Communities like Indian Women in Finland Ry are leadership infrastructure. They are not networking groups. They are the underlying infrastructure that allows international professional women to build durable careers in Finland. Treating them as anything less is a mistake.
What this engagement says about how I work
If your organisation is considering booking me, the Indian Women in Finland Ry panel is a useful reference point, particularly for what it shows about my values and approach.
1. I show up for community organisations with the same seriousness I bring to paid bookings. The work either has my full preparation or it doesn’t. There is no middle setting.

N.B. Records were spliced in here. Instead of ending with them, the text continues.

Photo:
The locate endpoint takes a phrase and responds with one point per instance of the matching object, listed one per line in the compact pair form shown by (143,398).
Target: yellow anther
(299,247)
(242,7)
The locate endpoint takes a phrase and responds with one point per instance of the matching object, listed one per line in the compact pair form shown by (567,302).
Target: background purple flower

2. I work fluently across cultures and across formats. Hosting, moderating, keynote speaking, panel guesting, consulting – each requires its own muscle. I have spent years building all of them, and I know which one your event actually needs even when you are still figuring it out.
3. I support women, professionals and communities of practice as a deliberate part of how I work. Not as PR. Not as branding. As a core working principle that shapes my calendar.
4. I bring substance to leadership and mentoring conversations. Both are central to my consulting practice with organisations on community-building, leadership culture and how teams actually become teams.
What I do and what I bring to the rooms I’m hired for
I work as a multilingual event host, moderator, facilitator, keynote speaker, panel guest, and organisational community-building consultant across the Nordics, Central Asia and beyond.
I am a strong fit for organisations and communities that are looking for:
- A panellist who lifts the conversation rather than dominating it, useful in leadership panels, equality panels, women-in-business forums, intercultural dialogues, and community gatherings.
- A keynote speaker who can address sophisticated international audiences with substance and warmth.
- An event host or moderator who can hold complex, multilingual, cross-cultural rooms with care.
- A facilitator and consultant for organisations that want their workplace to feel like a real community, not a structure people merely report to.
If that sounds like the room you are building, I would love to hear from you.
A final thank you
To Indian Women in Finland Ry for the invitation and the trust. To my fellow panellists Sofiya Utge, Vaishali Doshi and Ramya Sriram, for sharp thinking, generous listening, and the kind of conversation that stays with you long after the panel ends. And to every woman in the audience who came to learn, contribute, or simply be in a room of others like her.
Rooms like that one are how leadership actually gets built.